From the balanced equation, we can see that 1 mole of lead(II) nitrate reacts with 2 moles of sodium iodide to produce 2 moles of sodium nitrate.

Next, we need to calculate the number of moles of each reactant:

For lead(II) nitrate: Number of moles = Mass / Molar mass Number of moles = 25.0 g / (207.2 g/mol + 2(14.01 g/mol) + 6(16.00 g/mol)) Number of moles = 25.0 g / 331.22 g/mol Number of moles ≈ 0.0755 mol

For sodium iodide: Number of moles = Mass / Molar mass Number of moles = 15.0 g / (22.99 g/mol + 1.00 g/mol + 2(16.00 g/mol)) Number of moles = 15.0 g / 149.89 g/mol Number of moles ≈ 0.1001 mol

Now, let's determine the amount of sodium nitrate produced by each reactant:

For lead(II) nitrate: Number of moles of sodium nitrate produced = 0.0755 mol × (2 mol NaNO3 / 1 mol Pb(NO3)2) Number of moles of sodium nitrate produced ≈ 0.151 mol

For sodium iodide: Number of moles of sodium nitrate produced = 0.1001 mol × (2 mol NaNO3 / 2 mol NaI) Number of moles of sodium nitrate produced ≈ 0.1001 mol

Since the amount of sodium nitrate produced by lead(II) nitrate is greater than that produced by sodium iodide, sodium iodide is the limiting reactant.

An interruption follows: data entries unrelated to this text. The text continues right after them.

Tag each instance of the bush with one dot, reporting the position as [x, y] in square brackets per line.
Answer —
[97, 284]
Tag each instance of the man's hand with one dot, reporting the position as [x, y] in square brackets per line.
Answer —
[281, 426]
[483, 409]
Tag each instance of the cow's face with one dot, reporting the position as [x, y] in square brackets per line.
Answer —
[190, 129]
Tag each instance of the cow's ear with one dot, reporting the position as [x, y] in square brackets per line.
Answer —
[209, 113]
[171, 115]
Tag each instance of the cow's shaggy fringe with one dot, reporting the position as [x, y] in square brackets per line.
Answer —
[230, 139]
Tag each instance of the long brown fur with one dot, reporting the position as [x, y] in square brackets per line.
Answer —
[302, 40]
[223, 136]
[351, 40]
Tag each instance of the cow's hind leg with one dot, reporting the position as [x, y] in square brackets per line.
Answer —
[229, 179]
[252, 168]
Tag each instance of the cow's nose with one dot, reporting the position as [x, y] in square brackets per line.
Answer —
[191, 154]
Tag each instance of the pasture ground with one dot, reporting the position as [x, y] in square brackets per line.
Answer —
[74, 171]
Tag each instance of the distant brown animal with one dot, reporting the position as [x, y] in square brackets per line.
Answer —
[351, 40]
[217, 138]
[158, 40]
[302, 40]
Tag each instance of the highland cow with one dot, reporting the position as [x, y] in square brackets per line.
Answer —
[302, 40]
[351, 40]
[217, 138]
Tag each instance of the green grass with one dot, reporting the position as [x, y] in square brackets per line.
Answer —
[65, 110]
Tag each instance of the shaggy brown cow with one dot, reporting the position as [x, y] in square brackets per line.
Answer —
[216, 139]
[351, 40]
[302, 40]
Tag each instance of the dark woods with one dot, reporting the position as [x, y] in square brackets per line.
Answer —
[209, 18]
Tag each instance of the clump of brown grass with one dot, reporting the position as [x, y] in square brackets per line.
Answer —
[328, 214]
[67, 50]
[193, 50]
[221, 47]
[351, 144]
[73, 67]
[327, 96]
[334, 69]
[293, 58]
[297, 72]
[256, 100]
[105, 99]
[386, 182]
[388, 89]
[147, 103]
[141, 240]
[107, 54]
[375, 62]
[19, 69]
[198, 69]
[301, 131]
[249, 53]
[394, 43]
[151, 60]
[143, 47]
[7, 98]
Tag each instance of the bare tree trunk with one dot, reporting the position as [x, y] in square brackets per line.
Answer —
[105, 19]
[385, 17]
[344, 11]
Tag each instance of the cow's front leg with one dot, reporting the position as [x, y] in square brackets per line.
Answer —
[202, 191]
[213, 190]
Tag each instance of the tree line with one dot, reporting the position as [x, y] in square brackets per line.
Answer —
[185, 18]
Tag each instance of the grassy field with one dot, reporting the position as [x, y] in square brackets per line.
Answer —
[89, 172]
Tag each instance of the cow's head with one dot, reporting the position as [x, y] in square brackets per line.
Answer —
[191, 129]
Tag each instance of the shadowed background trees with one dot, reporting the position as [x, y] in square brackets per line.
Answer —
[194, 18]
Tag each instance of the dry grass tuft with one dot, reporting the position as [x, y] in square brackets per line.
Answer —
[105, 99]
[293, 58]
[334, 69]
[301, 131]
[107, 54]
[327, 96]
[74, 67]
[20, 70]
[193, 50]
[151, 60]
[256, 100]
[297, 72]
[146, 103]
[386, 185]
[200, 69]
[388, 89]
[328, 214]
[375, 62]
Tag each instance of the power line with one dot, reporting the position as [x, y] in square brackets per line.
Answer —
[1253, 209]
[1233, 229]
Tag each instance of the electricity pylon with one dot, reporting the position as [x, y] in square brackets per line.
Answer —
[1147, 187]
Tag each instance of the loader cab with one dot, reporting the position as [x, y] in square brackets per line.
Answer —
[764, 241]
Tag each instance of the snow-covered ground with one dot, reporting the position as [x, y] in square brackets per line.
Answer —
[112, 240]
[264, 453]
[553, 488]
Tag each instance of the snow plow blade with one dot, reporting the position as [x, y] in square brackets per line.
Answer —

Now, we can calculate the mass of sodium nitrate produced using the number of moles of sodium nitrate produced by sodium iodide:

Mass of sodium nitrate = Number of moles × Molar mass Mass of sodium nitrate = 0.1001 mol × (22.99 g/mol + 1.00 g/mol + 3(16.00 g/mol)) Mass of sodium nitrate ≈ 0.1001 mol × 85.99 g/mol Mass of sodium nitrate ≈ 8.60 g

Therefore, approximately 8.60 grams of sodium nitrate can be formed.